Helping the stock are Bentley’s plans to shift its entire offering to electric-models by 2026. While on the face of it that’s a tough task considering that powerful combustion engines are a major part of the car manufacturers’ offering. Lamborghini, another Volkswagen-brand, could face a similar identity crisis as it spends EUR1.5bn to build hybrid cars.
However it seems that demand is there. In 2021 Bentley’s sales increased by 31% compared to the previous year, with record deliveries of 14,659 cars globally in 2021. The company said that 1 in 5 sales of its Bentayga SUV were of the new hybrid model and that it was committed to having the ‘first fully electrified and zero carbon luxury car company in the world.’

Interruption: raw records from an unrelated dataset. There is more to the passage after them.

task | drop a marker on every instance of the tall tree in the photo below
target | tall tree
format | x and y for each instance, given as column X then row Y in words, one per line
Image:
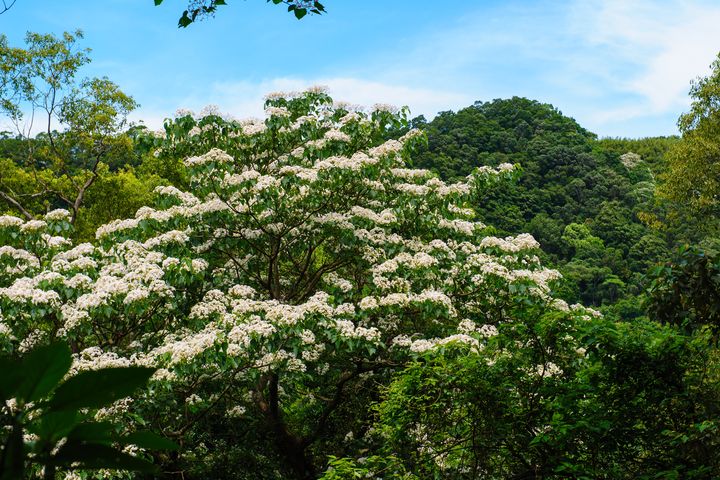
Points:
column 81, row 123
column 693, row 176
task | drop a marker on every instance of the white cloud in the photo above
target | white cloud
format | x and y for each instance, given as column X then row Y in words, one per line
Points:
column 244, row 99
column 662, row 45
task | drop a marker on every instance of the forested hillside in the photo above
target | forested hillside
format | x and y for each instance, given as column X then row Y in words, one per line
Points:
column 582, row 198
column 329, row 293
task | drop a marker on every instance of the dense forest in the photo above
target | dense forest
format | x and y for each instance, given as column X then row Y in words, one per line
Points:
column 338, row 293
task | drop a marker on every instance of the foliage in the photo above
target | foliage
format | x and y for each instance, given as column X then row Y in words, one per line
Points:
column 44, row 419
column 299, row 276
column 569, row 180
column 585, row 399
column 200, row 9
column 686, row 292
column 693, row 164
column 57, row 168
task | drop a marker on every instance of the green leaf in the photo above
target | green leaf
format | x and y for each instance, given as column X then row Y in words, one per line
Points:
column 43, row 369
column 11, row 378
column 94, row 389
column 102, row 433
column 184, row 20
column 92, row 457
column 12, row 463
column 149, row 440
column 54, row 425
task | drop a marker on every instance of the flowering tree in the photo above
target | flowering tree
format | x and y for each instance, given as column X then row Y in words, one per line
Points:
column 306, row 266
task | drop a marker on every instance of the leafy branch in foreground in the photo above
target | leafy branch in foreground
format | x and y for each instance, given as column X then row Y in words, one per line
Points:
column 200, row 9
column 44, row 424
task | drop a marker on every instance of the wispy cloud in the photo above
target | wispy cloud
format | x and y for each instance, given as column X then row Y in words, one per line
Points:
column 243, row 99
column 661, row 45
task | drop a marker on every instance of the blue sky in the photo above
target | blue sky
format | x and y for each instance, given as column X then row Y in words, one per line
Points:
column 621, row 68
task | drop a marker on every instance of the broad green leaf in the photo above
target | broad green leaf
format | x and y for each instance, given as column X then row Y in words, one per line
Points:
column 184, row 20
column 149, row 440
column 94, row 389
column 102, row 433
column 54, row 425
column 43, row 368
column 12, row 463
column 91, row 456
column 10, row 379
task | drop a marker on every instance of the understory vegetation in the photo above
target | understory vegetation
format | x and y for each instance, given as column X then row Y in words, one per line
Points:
column 334, row 292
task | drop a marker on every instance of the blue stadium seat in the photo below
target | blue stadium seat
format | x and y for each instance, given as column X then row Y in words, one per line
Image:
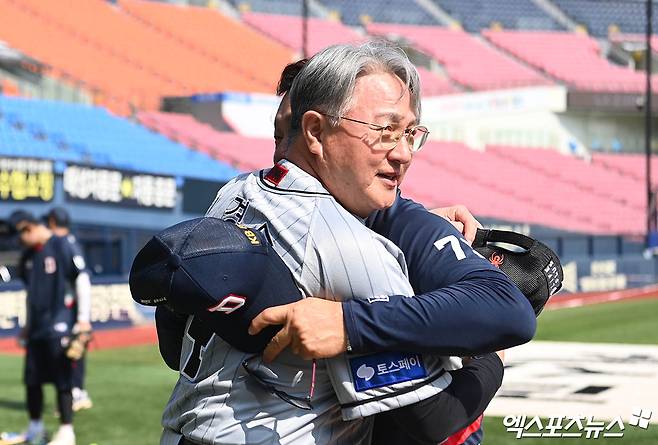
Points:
column 91, row 134
column 628, row 16
column 475, row 15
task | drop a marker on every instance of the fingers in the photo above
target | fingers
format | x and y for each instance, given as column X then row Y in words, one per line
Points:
column 271, row 316
column 278, row 343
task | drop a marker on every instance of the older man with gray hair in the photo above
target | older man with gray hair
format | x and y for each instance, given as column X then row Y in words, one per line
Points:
column 355, row 112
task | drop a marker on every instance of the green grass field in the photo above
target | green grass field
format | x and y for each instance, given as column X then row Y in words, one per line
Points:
column 632, row 321
column 130, row 386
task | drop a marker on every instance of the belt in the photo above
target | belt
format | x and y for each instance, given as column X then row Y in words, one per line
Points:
column 185, row 441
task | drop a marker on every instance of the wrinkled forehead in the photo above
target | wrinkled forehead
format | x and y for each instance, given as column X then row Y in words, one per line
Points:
column 385, row 94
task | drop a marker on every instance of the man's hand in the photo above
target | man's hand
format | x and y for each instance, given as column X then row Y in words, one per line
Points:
column 312, row 327
column 22, row 338
column 461, row 218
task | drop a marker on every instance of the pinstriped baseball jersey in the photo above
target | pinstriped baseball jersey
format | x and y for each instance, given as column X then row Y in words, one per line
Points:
column 331, row 254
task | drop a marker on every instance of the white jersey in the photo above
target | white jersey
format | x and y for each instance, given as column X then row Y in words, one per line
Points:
column 332, row 254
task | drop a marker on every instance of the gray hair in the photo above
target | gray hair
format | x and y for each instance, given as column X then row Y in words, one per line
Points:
column 327, row 81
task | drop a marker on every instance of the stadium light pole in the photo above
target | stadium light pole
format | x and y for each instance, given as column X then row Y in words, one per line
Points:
column 304, row 28
column 651, row 210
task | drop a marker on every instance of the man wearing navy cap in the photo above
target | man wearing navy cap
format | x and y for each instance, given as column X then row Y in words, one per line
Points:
column 354, row 131
column 53, row 279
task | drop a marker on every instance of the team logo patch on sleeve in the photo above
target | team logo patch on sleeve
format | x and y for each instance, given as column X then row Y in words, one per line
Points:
column 386, row 368
column 49, row 265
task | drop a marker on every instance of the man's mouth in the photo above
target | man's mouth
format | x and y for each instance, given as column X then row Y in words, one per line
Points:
column 390, row 178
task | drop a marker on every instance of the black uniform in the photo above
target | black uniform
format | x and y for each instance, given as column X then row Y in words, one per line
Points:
column 49, row 273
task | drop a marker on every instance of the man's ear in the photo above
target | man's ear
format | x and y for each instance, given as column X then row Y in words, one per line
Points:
column 312, row 129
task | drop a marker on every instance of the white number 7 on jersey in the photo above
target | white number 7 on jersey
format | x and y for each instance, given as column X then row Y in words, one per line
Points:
column 454, row 244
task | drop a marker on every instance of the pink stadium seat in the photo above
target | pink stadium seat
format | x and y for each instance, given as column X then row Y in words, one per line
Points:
column 569, row 57
column 433, row 85
column 139, row 51
column 467, row 60
column 531, row 185
column 287, row 29
column 242, row 152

‘This significant achievement was driven by new model introductions, a fresh product portfolio and increasing demand for Bentley’s new hybridised models, introduced under Bentley’s Beyond100 strategic path to full electrification by 2030,’ said Bentley in a statement.
Growing electric market, but short-term speed bumps
Volkswagen is going all in on the shift to electric vehicles (EV) following an explosion in demand last year.

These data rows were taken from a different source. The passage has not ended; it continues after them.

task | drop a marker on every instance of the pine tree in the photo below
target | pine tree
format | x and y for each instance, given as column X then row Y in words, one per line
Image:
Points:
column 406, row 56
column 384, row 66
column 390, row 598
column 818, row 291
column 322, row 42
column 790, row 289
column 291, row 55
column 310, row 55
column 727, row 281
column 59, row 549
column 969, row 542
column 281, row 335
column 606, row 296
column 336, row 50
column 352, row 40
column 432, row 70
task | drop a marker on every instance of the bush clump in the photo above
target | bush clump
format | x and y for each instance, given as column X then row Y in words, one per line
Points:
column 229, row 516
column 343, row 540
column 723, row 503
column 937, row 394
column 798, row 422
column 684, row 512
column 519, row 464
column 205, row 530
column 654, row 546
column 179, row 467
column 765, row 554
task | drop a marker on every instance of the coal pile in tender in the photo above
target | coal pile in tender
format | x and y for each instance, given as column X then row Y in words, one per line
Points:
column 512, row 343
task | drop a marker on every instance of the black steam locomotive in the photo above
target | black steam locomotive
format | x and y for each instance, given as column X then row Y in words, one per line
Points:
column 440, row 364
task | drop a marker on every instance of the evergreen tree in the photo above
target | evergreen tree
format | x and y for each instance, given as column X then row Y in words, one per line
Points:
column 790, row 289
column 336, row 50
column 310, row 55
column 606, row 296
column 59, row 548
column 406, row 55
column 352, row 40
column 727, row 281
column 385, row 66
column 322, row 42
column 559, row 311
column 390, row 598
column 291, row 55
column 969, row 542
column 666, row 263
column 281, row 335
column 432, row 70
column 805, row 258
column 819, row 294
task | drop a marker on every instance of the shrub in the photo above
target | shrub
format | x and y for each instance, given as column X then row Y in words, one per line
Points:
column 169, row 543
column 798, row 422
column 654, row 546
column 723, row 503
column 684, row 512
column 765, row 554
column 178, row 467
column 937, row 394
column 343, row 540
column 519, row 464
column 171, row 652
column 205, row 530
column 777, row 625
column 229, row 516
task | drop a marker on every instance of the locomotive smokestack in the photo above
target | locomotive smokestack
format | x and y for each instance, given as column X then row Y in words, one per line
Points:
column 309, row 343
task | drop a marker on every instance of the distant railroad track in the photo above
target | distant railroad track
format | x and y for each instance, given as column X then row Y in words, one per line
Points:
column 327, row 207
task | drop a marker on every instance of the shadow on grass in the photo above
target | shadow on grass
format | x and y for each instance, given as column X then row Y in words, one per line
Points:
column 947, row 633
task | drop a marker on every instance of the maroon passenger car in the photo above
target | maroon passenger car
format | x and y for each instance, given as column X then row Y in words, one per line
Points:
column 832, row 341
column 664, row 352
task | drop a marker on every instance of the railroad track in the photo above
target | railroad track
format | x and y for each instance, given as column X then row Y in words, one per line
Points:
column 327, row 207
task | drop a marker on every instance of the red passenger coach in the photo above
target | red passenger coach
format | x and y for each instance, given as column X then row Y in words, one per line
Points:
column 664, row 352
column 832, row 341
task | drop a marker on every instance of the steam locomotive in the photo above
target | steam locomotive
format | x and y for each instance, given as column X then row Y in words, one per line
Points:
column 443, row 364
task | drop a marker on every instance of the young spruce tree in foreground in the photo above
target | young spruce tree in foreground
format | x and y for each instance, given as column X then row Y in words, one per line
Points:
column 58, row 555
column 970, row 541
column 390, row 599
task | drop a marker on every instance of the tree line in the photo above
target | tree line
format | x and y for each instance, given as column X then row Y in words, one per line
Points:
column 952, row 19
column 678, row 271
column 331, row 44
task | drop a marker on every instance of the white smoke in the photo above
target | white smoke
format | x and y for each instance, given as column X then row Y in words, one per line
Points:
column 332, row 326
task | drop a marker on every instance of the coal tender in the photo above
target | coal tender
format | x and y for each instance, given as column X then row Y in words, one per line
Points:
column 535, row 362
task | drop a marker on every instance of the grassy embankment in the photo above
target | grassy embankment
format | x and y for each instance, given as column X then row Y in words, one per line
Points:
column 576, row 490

In the UK, 1 in 6 new car registrations were for plug-ins or electrified vehicles last year, according to data from the Society of Motor Manufacturers and Traders. In 2021, 305,000 plug-in vehicles were sold giving them a market share of 18.6%, up from 17% the previous year. Globally, 2021 electric vehicle (EV) sales were on track to hit 6.3m last year, according to data from BloombergNEF.
In the third quarter of 2021, North American EV sales were up 63% to 179,000, while Europe hit a record high of 571,000, up 43% year-on-year. In China sales almost tripled to 882,000, with BloombergNEF predicting that the fourth quarter will see over a million EV sales in the region.
One of the largest automobile manufacturers on the planet, the firm is spending EUR52bn on its transition to electric vehicles. In the long-term, this should pay off for the company, even if in the short- to mid-term there have been some speed bumps.
In the third quarter, Volkswagen’s operating profits fell to EUR2.8bn for the period between July and September. The company blamed the semiconductor shortage that had caused a bottleneck. Should Volkswagen be able to get production up and running, then the damage could be limited. That of course depends on how prolonged the shortage is.
GlobalData’s Daniel Clarke told ZDNet that automotive and tech industries could expect continued disruption in 2022.
“For the automotive sector, it means that new car sales will not be as high as automakers would like, simply due to production issues,” Clarke said.
So while the announcement at Bentley is a good thing for Volkswagen’s share price, wider efforts to increase production across the automobile giant are likely to have a more substantial effect.
Over the 12 month timeframe, Volkswagen’s share price has gained 50% as investors back the German carmaker’s electric dreams. Yet analysts seem to think the stock can go further with a consensus price target of EUR257, according to Yahoo Finance – a 38% downside on Tuesday’s close.